When I pull this thought pattern out into the light I notice some ridiculous things. Hidden in there is a belief that Howard’s good opinion of me is dependent on what I do in my job as business manager and is therefore in jeopardy if I make a mistake. If that is true then, instead of us being able to just suffer together if things go badly or rejoice together if things go well, I have to try to spin all of the information in as positive a light as I possibly can. Fortunately I have iron clad rules about honesty and full disclosure, so this twisty thought path has not led us to a place where I started deceiving to make sure things look good. Instead, Howard had to work far too hard to get some simple monetary metrics that would make his life easier, and I felt extremely anxious about setting up for and attending big conventions with Howard.
This is the year when I will stop doing that. “That” being trying to not stress Howard with the business aspect of the work that we do together. Sometimes the numbers are going to be unhappy and Howard needs to know about it. I need to stop interposing myself to prevent Howard from feeling stress. Howard needs reports, convention reports, book profitability reports, monthly profitability reports. He needs to be able to look at these things so that he can make strategic and tactical decisions about our business. Funny thing is the lack information was constantly stressing him. I was causing stress by trying to prevent stress.

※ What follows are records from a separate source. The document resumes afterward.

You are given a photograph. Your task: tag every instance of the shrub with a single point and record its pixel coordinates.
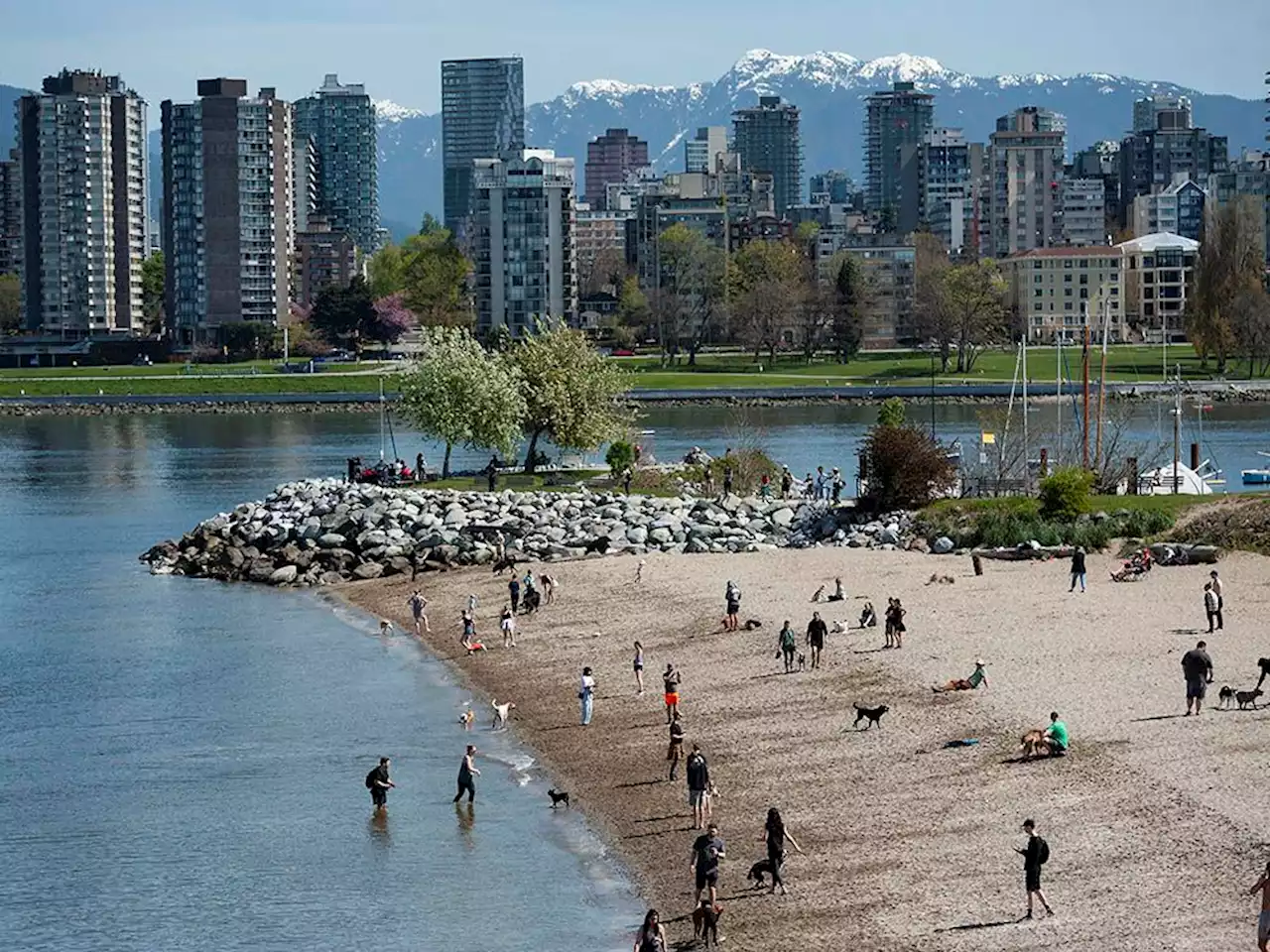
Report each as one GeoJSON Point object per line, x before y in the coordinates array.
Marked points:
{"type": "Point", "coordinates": [906, 468]}
{"type": "Point", "coordinates": [620, 456]}
{"type": "Point", "coordinates": [1065, 494]}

I’m looking forward to FanX, which is not something I would have expected last September when Salt Lake Comic Con was such an emotional drain on us. However we’ve implemented a very different booth plan, we’ve partnered up with some friends, and we’ve got some very different sales strategies. I still expect the show to be exhausting. I really want it to be profitable because we could use the influx of money this month. It could still be a financial failure despite all our efforts. Sometimes experiments to not yield the hoped for results, a good experiment is still worthwhile. Perhaps big comic conventions are not the place we want to spend our effort, but until we give this another try, we can’t know. The experiment begins in two weeks.